In my previous post, I mentioned the (apparently) evidentiary argument for the intelligent design of terrestrial life. I promised to look at the fundamental flaws of this argument, but I have to digress into why we use evidentiary arguments, the inherent logical flaw in evidentiary arguments themselves, why it's pragmatically useful to work around that logical flaw rather than discard the evidentiary mode of argumentation altogether. We can then look at whether it's even possible to work around the flaw, and, if possible, the techniques that we can employ to do so.
Then we can look at how the (apparently) evidentiary argument for intelligent design fails to work around that flaw.

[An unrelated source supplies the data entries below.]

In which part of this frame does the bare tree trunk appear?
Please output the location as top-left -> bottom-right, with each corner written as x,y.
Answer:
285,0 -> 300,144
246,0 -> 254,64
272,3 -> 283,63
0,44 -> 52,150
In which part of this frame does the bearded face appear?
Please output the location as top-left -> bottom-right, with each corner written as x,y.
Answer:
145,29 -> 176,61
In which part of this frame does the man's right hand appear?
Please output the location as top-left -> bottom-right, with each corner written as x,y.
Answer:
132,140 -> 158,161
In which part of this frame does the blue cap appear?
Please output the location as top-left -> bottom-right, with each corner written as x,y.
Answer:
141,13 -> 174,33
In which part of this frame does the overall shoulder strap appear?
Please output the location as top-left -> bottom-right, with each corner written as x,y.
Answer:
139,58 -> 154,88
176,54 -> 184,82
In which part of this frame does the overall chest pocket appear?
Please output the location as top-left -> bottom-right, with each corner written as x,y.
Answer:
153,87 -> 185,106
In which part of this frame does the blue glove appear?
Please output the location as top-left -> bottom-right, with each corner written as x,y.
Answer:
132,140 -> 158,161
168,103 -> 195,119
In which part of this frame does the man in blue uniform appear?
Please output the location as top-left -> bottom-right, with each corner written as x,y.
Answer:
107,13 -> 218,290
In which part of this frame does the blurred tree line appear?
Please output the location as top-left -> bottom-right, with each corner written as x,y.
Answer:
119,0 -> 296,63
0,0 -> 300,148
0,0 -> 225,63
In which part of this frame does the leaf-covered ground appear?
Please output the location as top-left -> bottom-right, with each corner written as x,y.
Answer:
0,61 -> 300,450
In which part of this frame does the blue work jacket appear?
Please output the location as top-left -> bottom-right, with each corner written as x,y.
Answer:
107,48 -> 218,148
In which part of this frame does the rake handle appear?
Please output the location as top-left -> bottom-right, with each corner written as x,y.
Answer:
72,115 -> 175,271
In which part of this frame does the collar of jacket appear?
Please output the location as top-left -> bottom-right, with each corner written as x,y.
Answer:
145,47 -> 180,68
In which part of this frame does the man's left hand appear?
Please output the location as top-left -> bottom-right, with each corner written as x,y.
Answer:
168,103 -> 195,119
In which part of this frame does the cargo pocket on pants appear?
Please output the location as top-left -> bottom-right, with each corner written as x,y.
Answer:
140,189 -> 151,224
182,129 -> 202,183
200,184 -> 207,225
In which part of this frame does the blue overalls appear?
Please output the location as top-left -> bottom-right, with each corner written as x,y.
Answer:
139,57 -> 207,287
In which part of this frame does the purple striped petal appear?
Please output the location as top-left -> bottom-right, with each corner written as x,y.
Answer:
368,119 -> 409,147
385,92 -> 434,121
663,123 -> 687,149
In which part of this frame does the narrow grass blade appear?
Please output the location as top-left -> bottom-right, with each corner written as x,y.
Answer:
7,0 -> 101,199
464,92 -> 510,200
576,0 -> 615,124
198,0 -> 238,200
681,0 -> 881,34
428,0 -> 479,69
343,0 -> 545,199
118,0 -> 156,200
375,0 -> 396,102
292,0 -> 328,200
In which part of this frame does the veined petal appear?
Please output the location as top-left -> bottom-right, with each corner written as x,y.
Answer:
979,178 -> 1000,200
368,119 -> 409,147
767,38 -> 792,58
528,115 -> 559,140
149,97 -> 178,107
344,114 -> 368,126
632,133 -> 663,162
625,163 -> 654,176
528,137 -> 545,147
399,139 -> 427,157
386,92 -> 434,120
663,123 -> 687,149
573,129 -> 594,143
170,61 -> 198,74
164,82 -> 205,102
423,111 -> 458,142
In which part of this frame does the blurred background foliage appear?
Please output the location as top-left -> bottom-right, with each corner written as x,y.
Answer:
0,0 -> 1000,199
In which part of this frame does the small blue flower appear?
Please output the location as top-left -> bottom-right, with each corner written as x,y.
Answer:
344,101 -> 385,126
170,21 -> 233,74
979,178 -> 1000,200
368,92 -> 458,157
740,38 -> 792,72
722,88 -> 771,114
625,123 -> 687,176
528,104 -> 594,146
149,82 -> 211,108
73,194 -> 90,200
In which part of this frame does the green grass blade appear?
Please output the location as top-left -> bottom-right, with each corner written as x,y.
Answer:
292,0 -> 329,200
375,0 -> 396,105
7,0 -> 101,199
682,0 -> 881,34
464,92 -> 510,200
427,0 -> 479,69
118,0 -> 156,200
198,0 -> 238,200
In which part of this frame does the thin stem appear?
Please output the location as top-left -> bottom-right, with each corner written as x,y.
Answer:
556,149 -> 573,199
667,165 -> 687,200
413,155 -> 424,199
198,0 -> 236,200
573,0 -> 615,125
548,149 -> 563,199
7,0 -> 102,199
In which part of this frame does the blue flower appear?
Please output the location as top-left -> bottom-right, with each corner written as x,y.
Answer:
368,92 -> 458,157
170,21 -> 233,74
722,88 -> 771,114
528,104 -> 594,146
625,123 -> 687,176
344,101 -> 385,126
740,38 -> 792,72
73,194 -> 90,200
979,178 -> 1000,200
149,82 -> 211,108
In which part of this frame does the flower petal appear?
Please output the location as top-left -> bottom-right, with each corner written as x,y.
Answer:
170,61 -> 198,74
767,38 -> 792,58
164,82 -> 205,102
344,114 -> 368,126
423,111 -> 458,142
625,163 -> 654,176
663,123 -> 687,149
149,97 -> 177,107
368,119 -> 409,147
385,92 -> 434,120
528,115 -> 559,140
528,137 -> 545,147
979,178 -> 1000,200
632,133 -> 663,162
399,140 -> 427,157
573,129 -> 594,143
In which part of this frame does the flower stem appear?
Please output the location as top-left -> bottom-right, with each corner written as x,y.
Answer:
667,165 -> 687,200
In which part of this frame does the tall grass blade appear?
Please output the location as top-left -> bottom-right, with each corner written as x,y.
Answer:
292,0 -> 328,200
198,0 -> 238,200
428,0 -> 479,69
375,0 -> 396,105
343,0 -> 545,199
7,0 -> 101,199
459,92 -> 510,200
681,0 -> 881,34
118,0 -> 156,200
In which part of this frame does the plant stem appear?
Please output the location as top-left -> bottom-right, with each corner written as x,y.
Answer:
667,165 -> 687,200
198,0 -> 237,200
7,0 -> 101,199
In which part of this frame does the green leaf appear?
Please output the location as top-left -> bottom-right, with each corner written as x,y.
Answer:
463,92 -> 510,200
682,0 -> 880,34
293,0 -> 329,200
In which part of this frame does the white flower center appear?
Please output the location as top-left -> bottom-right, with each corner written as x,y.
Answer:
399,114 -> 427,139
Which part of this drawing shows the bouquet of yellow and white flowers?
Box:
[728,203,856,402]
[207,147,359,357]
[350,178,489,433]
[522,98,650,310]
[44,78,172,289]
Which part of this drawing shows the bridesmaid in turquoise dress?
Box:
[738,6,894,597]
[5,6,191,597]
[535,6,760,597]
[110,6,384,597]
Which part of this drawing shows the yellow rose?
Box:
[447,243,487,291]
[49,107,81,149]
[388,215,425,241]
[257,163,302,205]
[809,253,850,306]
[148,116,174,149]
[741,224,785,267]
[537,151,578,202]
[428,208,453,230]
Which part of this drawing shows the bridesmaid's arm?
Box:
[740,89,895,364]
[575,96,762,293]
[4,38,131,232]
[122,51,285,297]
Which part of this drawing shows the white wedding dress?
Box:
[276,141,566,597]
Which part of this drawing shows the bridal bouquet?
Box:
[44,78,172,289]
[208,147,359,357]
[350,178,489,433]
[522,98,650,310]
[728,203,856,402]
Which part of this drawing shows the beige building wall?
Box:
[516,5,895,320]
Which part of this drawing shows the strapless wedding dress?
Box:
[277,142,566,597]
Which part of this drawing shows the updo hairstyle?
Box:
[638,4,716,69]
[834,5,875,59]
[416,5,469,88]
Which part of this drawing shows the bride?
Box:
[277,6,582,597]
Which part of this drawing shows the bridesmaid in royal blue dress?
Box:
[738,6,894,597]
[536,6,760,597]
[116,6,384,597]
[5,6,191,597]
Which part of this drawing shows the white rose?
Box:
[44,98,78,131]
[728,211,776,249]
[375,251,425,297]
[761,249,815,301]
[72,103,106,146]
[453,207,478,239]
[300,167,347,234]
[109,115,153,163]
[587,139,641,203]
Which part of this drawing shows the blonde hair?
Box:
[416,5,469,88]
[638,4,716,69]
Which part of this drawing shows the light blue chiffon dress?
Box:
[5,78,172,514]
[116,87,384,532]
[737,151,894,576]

The fundamental flaw of all evidentiary arguments is that they elevate, at some level, a generality to a universal: From the basis that a lot of X are A we conclude that all X are A. Because some generalities are not universals, this feature of evidentiary arguments gives philosophers — even atheist philosophers such as Hume — conniption fits. Because, yes, it's not a universally valid logical operation. We can't be logically certain that the conclusion of an evidentiary argument is true — even given accurate evidence — in the same way we can be logically certain of the conclusions of deductive arguments given true premises. Since it is analytically false that some X are A entails that all X are A, we can confidently conclude that evidentiary arguments are analytically fallible: We don't even need to look at specific counterexamples to make this determination.
Since evidentiary arguments embed a principle which is not universally logically valid, no one would choose to use them except out of desperation. But we are indeed desperate. While we can be absolutely certain that logically valid operations always draw true conclusions from true premises, we have no way at all of having any idea whatsoever that our premises are indeed true. Premises are by definition not themselves logically deduced. The only reason to employ evidentiary arguments is that they are (or seem) pragmatically effective at making predictions about reality (or our subjective perceptions of reality) in a way that purely deductive arguments completely and totally fail.
If some philosopher or logician can find a way to give us interesting and pragmatically useful ways of predicting reality with deductive certainty, I'll be the first to nominate her for philosophy's equivalent of the Nobel Prize. Until then, we have to do the best we can with what we have, and try to find a way — in the absence of certainty — to make evidentiary arguments as confident as we can manage.